What it came down to is the webserver is running as unconfined_u:system_r:httpd_t:s0, while all the files/dirs under /opt/f5backup are relabeled as system_u:object_r:usr_t:s0. Files that I’ve added during troubleshooting are of unconfined_u:object_r:usr_t:s0. And, in the end the key detail was what httpd_t is allowed to do to usr_t, likely the quick fix would be to chcon the files into httpd_t…though I was having trouble getting that to work, or how to make the context change permanent. So, I continued on to creating a custom selinux policy.

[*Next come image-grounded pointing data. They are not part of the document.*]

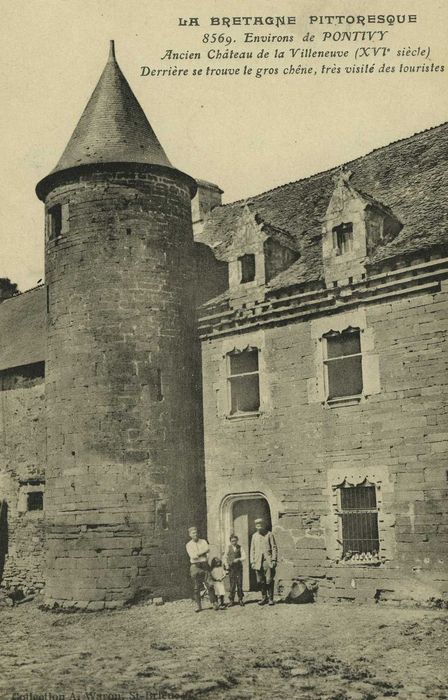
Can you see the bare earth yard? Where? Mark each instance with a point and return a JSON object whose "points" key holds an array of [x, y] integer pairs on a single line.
{"points": [[314, 652]]}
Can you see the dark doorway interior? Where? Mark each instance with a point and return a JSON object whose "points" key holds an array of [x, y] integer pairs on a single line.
{"points": [[3, 535], [244, 513]]}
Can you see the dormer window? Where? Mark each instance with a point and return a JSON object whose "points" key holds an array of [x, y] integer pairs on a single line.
{"points": [[343, 238], [247, 268]]}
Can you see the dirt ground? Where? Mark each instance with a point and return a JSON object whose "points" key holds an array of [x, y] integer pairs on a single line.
{"points": [[310, 652]]}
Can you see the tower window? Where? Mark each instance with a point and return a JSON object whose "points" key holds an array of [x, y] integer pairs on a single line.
{"points": [[247, 268], [163, 516], [58, 221], [359, 519], [243, 379], [158, 385], [55, 222], [343, 238], [343, 364], [35, 500]]}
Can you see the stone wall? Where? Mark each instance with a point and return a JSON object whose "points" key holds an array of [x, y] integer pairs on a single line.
{"points": [[22, 469], [298, 449], [125, 472]]}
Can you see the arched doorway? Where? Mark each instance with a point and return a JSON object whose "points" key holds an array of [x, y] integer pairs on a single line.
{"points": [[3, 535], [239, 514]]}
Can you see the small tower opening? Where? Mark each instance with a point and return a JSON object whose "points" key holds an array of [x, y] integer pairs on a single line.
{"points": [[55, 222]]}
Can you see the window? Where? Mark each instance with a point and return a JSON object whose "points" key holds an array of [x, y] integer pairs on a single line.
{"points": [[35, 500], [55, 222], [58, 221], [247, 268], [244, 381], [162, 516], [343, 238], [158, 387], [343, 364], [359, 521]]}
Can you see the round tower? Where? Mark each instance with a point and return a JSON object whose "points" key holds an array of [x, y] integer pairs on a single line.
{"points": [[124, 474]]}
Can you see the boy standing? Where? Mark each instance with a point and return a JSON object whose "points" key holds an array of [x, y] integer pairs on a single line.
{"points": [[197, 550], [234, 557], [263, 559]]}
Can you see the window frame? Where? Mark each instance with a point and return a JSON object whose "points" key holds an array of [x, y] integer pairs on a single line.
{"points": [[232, 377], [29, 497], [355, 558], [241, 267], [343, 238], [334, 400]]}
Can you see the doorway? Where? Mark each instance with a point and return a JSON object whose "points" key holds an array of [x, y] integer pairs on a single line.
{"points": [[244, 511], [3, 535]]}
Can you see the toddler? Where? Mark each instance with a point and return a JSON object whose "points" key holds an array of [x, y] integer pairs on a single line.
{"points": [[217, 576]]}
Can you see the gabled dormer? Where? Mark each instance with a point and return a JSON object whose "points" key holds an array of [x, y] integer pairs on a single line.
{"points": [[355, 224], [258, 251]]}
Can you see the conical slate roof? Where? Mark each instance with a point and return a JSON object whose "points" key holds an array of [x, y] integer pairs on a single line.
{"points": [[113, 127]]}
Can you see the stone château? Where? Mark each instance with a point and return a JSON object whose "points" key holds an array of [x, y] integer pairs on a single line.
{"points": [[188, 361]]}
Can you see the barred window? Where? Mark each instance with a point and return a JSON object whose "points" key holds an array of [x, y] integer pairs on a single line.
{"points": [[343, 238], [359, 520], [343, 361], [247, 268], [243, 380], [35, 500]]}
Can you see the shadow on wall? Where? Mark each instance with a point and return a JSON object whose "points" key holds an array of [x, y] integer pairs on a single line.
{"points": [[3, 536]]}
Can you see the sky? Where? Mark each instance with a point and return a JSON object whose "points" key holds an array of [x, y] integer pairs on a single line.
{"points": [[247, 135]]}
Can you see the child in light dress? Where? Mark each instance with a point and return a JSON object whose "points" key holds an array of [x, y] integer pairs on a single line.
{"points": [[217, 575]]}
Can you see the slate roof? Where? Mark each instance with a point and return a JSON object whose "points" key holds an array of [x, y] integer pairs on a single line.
{"points": [[222, 248], [22, 329], [113, 127], [408, 176]]}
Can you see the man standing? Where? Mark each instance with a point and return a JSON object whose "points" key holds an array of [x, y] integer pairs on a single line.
{"points": [[197, 550], [263, 559]]}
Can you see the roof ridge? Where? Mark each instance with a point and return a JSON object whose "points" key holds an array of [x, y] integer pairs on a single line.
{"points": [[334, 167], [20, 294]]}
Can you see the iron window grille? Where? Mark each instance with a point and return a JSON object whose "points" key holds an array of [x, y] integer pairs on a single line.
{"points": [[35, 500], [343, 363], [243, 381], [359, 521], [343, 238]]}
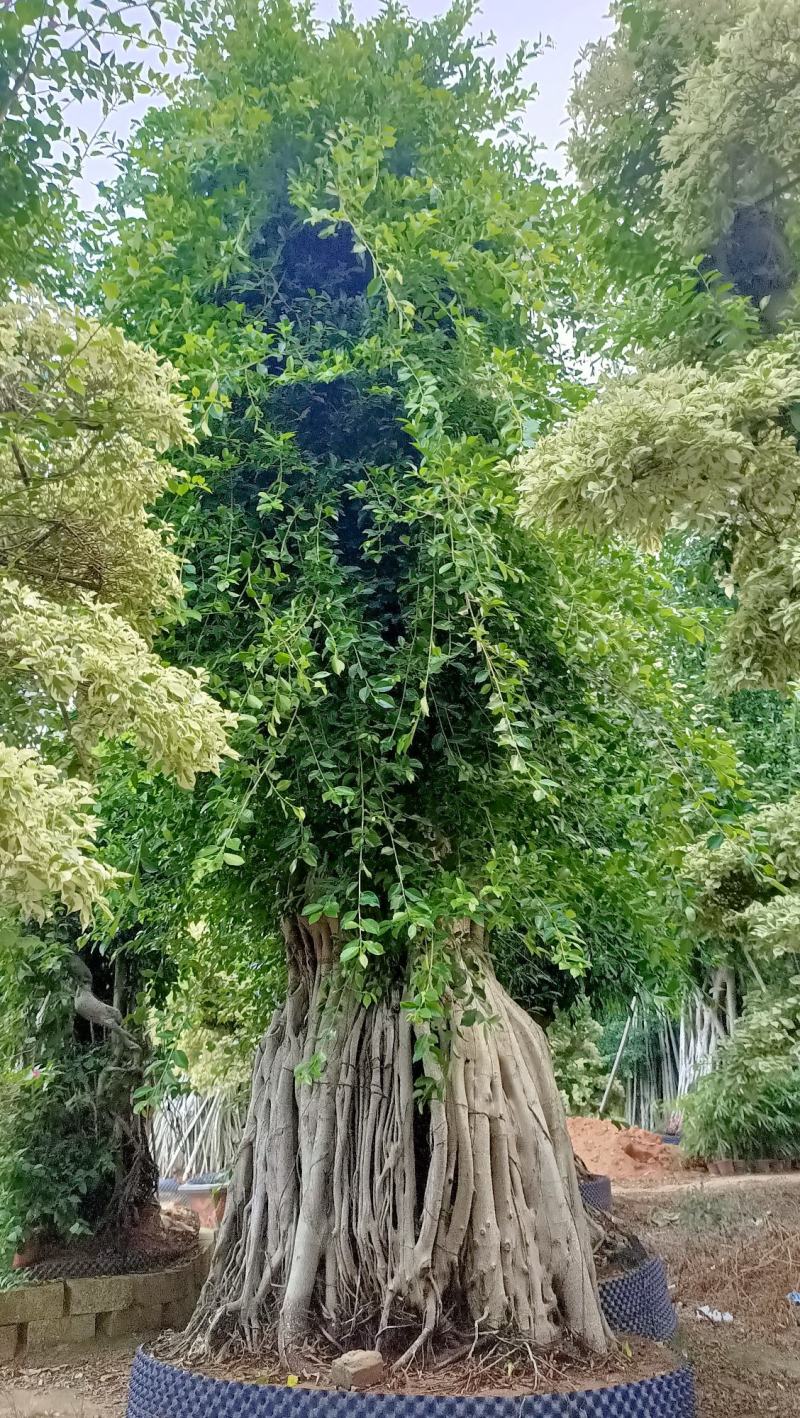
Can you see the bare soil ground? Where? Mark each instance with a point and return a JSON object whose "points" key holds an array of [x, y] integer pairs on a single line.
{"points": [[732, 1244]]}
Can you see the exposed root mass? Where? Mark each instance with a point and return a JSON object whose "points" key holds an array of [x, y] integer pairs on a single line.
{"points": [[346, 1215]]}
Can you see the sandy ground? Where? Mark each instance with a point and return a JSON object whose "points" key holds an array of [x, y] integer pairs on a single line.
{"points": [[731, 1242]]}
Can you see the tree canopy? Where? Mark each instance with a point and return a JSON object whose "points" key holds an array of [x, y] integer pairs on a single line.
{"points": [[84, 576]]}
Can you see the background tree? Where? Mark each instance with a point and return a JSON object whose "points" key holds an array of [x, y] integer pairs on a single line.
{"points": [[363, 292], [85, 576], [54, 57], [690, 160]]}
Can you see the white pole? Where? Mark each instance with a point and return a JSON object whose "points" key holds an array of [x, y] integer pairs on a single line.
{"points": [[616, 1064]]}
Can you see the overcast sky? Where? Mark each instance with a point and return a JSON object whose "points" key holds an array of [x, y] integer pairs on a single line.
{"points": [[570, 24]]}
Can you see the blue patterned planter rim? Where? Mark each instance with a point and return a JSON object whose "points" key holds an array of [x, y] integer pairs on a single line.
{"points": [[640, 1302], [160, 1390], [596, 1191]]}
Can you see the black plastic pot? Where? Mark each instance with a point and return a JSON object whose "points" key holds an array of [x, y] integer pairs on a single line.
{"points": [[597, 1191]]}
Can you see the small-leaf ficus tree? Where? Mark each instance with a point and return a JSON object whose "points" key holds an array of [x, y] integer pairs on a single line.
{"points": [[359, 287], [362, 291]]}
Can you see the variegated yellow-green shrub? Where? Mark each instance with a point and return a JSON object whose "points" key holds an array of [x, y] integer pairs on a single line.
{"points": [[697, 451], [85, 417], [735, 136]]}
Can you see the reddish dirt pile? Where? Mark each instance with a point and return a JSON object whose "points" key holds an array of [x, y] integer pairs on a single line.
{"points": [[620, 1152]]}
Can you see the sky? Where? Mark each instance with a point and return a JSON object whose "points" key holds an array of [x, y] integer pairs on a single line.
{"points": [[568, 23]]}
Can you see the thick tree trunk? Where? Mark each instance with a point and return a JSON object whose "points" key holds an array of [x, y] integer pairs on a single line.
{"points": [[352, 1214]]}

Along the way I had figure out what packages I needed to install inorder to run the various selinux utilities.

At first doing:

# grep httpd_t /var/log/audit/audit.log | audit2allow -m f5backupui > f5backupui.te

resulted in:

module f5backupui 1.0;

require {
	type httpd_t;
	type usr_t;
	class file write;
}

#============= httpd_t ==============
allow httpd_t usr_t:file write;

This change the error from the database being read-only to being unable to open it. Searches on sqlite and selinux pointed to issues with the journal file. But, no new denials showed up in the audit log. But, I took a guess that it also need write to the directory. So, the f5backupui.te file became:

module f5backupui 1.0.1;

require {
	type httpd_t;
	type usr_t;
	class file write;
	class dir write;
}

#============= httpd_t ==============
allow httpd_t usr_t:file write;
allow httpd_t usr_t:dir write;

This didn’t work any better. So, I then read elsewhere about doing:

# setenforce 0

With this the user add worked. And, there were additional ‘AVC’ messages in the audit log. So, I generated a third.te, good thing I didn’t name it charm.te :blush:

module f5backupui 1.0.2;

require {
	type httpd_t;
	type usr_t;
	class file { write create unlink };
}

#============= httpd_t ==============

#!!!! This avc is allowed in the current policy
allow httpd_t usr_t:file write;
allow httpd_t usr_t:file { create unlink };

Still no joy. decided that its still missing write to the directory, so I created forth.te:

module f5backupui 1.0.3;

require {
	type httpd_t;
	type usr_t;
	class file { write create unlink };
	class dir write;
}

#============= httpd_t ==============

allow httpd_t usr_t:file { write create unlink };
allow httpd_t usr_t:dir { write };

This still didn’t work. The site that I was reading this on, says maybe denial of the action is the correct thing, but not cluttering up the log file is desired, in that case replace ‘allow’ with ‘dontaudit’. So, I wondered how do I determine what the silent denials are, a search brought me to this page.

Doing the:

# semodule -DB

And, trying things agin, yielded a fifth.te

module f5backupui 1.0.4;

require {
	type httpd_t;
	type usr_t;
	class file { write create unlink };
	class dir { remove_name add_name };
}

#============= httpd_t ==============
allow httpd_t usr_t:dir { remove_name add_name };
allow httpd_t usr_t:file { write create unlink };

And, still no luck. Well, its still missing write to the directory. So I tweak fifth.te to become:

module f5backupui 1.0.5;

require {
	type httpd_t;
	type usr_t;
	class file { write create unlink };
	class dir { write remove_name add_name };
}

#============= httpd_t ==============
allow httpd_t usr_t:dir { write remove_name add_name };
allow httpd_t usr_t:file { write create unlink };

Success! :+1:

Though this probably opens up too much to httpd_t now, but its nearly midnight on an EOF Friday…and I’m starving and ready for bed.


Next will be to get figure out how to implement the desired changes of device specific backup user/password info, along with some of the other wishlist items. As per usual, the thought of how does the F5configbackup appliance get backed up. But, the direction our environment is headed is that our backup is (asynchronous) replication to Lawrence.